The rough trails and steep hills of Comite River Park were built to test mountain bikers and their two-wheeled machines.

But Cole Rankin takes them on with just one wheel.

A unicyclist for the past four years, the 16-year-old Central High senior loves to test himself.

“I like that it’s hard,” Rankin says as he prepares for an evening ride, assembling shin guards and his lightweight bike helmet. “You can pretty much find a challenge everywhere. You can go in the street and every little curb is an obstacle. Or you can go to the trails where they are built to be obstacles. It’s a whole different experience.”

Off-road unicycling has attracted a handful of adventurous riders to the trails. Rankin is among the most talented, says fellow unicyclist and friend Austin Parker, a 17-year-old Denham Springs High student.

“You put him on anything with wheels and he can do it,” Parker says.

Thin and moving fluidly like a gymnast, Rankin mounts his fat-tired unicycle as easily as a die-hard Tigers fan might kick back in a recliner. To warm up, he works on tricks in the trail parking lot, spinning the unicycle beneath him and flipping the seat backward and forward, then pedaling with just one foot.

He hops on to a picnic table bench, stumbling off balance once, then trying again. On his second try he bounces from the pavement to the bench, then to the tabletop, where he pedals a couple of revolutions and rolls to the ground below.

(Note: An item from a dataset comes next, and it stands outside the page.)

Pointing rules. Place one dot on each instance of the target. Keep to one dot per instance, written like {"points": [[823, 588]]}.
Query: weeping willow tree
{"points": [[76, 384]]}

Over the past four years Rankin has developed this talent by watching YouTube videos online and riding around his neighborhood in Central.

“A lot of practice,” he says with a confident grin. “You just do it and do it and do it.”

When he was 12, Rankin saw video of a unicyclist on the famously difficult mountain bike trails of Vancouver, British Columbia. Riding motorcycles since he was 6, Rankin was familiar with off-road riding, and unicycling on trails became a new infatuation.

He bought his first unicycle off eBay and learned to ride in his driveway in about three days. Mounting the unicycle without holding onto a pole or a wall took about a week.

“A lot it is, you have to be a really determined person and really want it,” Rankin says. “If you’re just like, ‘Yeah, I’ll try this,’ and you give up after a couple of days, you’re not going to get it.”

The cheap eBay unicycle didn’t last long, so he upgraded to a better one. Then, last Christmas he got a burly machine used for the form of riding called “trials” — a competitive sport that tests technical skills like hopping up rocks or riding on a rail. The trials unicycle has a fat, small wheel. It isn’t ideal for riding miles in the dirt — mountain unicycles have larger wheels for better momentum — but he can complete the 6-mile Comite trail in 90 minutes.

On the ribbon of narrow trails at BREC’s Comite River Park, Rankin rolls along, his arms stretched out for balance, his eyes locked a few feet ahead.

However, his brain works constantly to make judgments about tree roots and elevation. A bad angle can quickly stop his 20-inch wheel.

“Riding trails you’ve got to read every root that you see on the ground, every little hill,” Rankin says. “Nothing comes quick.”

Because unicycling requires a significant time commitment, Rankin and Parker don’t think the sport they love will ever be as popular as mountain biking.

“Your average person might brush it off like we used to and say that’s stupid,” Parker says. “But if you reach the right people it might explode.”

A few miles into the trail, a steep hill presents a challenge most bicyclists will never know.

A short climb nicknamed The Wall saps the momentum from Rankin. He can’t shift gears and power up, so he rides as far as possible. When the hill becomes vertical for a couple of feet, he pivots sideways and hops three times to the top.

Rolling free of The Wall’s peak, Rankin smiles, then balances and rolls back and forth to assess the next downhill.

The challenges never end — just how Rankin likes it.